Shared Library

The v002 RTL isolates common numeric operations and data structures under the Library/ directory. In the compile ordering recorded by filelist.f, these files appear immediately after the package tier (A–D) and before isa_pkg. Compute cores depend on this shared library to prevent duplicate implementations of the same operation.

Algorithms Package

algorithms_pkg (Library/Algorithms/Algorithms.sv) Defines the QUEUE status struct queue_stat_t, a two-field packed struct containing empty and full. External logic that needs to inspect queue state uses this type rather than reading the raw signals directly.

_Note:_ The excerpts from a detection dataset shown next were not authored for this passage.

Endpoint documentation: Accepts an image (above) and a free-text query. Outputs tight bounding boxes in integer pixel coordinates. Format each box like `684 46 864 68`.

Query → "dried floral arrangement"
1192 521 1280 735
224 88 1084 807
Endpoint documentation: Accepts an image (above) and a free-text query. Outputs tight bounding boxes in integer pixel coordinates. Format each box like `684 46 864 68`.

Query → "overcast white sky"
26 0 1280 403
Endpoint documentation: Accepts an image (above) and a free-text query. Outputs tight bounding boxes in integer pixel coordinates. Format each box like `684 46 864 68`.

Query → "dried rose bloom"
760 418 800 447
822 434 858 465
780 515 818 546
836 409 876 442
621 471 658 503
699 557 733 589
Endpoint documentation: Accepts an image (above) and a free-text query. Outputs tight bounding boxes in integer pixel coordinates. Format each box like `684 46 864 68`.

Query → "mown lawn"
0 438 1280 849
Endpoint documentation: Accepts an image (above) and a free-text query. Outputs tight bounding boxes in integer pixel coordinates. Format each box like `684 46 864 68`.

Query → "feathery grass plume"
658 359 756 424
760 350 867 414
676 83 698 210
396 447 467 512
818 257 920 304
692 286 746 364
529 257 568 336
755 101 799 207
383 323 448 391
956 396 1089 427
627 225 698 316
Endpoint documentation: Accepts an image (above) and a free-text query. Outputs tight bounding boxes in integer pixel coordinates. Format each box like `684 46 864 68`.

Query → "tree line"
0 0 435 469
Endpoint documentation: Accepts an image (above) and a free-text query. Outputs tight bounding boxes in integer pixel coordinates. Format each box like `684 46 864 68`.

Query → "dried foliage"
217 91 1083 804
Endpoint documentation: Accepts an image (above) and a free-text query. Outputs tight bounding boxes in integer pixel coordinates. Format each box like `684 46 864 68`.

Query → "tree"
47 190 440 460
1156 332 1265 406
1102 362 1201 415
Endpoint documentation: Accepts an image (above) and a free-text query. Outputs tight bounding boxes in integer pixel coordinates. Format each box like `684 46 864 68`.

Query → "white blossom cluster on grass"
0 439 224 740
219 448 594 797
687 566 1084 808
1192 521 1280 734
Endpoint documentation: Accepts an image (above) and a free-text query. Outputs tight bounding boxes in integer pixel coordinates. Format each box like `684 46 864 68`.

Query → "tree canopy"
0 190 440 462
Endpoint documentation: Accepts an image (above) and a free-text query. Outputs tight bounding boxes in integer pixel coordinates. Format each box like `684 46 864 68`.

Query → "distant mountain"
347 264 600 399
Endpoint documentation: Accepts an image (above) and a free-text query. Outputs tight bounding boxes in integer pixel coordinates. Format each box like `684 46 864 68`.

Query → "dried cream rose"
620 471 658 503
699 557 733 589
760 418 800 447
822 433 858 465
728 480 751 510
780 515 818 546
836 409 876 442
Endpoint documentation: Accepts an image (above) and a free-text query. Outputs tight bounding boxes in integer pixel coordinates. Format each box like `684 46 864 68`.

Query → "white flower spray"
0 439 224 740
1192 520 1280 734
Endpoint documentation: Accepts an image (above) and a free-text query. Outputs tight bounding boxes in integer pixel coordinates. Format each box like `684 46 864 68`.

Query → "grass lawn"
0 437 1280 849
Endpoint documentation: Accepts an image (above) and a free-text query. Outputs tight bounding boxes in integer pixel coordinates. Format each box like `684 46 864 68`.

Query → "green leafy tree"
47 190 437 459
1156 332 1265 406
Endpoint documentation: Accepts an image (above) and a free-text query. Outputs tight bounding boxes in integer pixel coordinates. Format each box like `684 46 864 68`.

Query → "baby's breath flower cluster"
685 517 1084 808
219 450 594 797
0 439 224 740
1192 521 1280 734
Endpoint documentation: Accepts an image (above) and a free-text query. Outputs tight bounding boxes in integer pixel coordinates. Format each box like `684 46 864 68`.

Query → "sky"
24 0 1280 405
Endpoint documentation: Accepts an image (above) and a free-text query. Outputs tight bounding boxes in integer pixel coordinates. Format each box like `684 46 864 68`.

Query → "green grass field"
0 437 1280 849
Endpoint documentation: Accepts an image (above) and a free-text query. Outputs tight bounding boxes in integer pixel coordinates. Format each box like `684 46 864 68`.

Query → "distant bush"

A STACK entry is reserved as a commented stub.

Listing 27 Library/Algorithms/Algorithms.sv
package algorithms_pkg;

  /*─────────────────────────────────────────────
  QUEUE
  ─────────────────────────────────────────────*/
  typedef struct packed {
    logic empty;
    logic full;
  } queue_stat_t;

  /*─────────────────────────────────────────────
  STACK
  ─────────────────────────────────────────────*/
  // typedef struct packed { ... } stack_stat_t;

bf16_math_pkg (Library/Algorithms/BF16_math.sv) Provides BF16 arithmetic as a SystemVerilog package. The file header documents the bit layout: [15]=sign, [14:7]=exp(8b), [6:0]=mantissa(7b). The hidden bit (implicit leading 1) is not stored.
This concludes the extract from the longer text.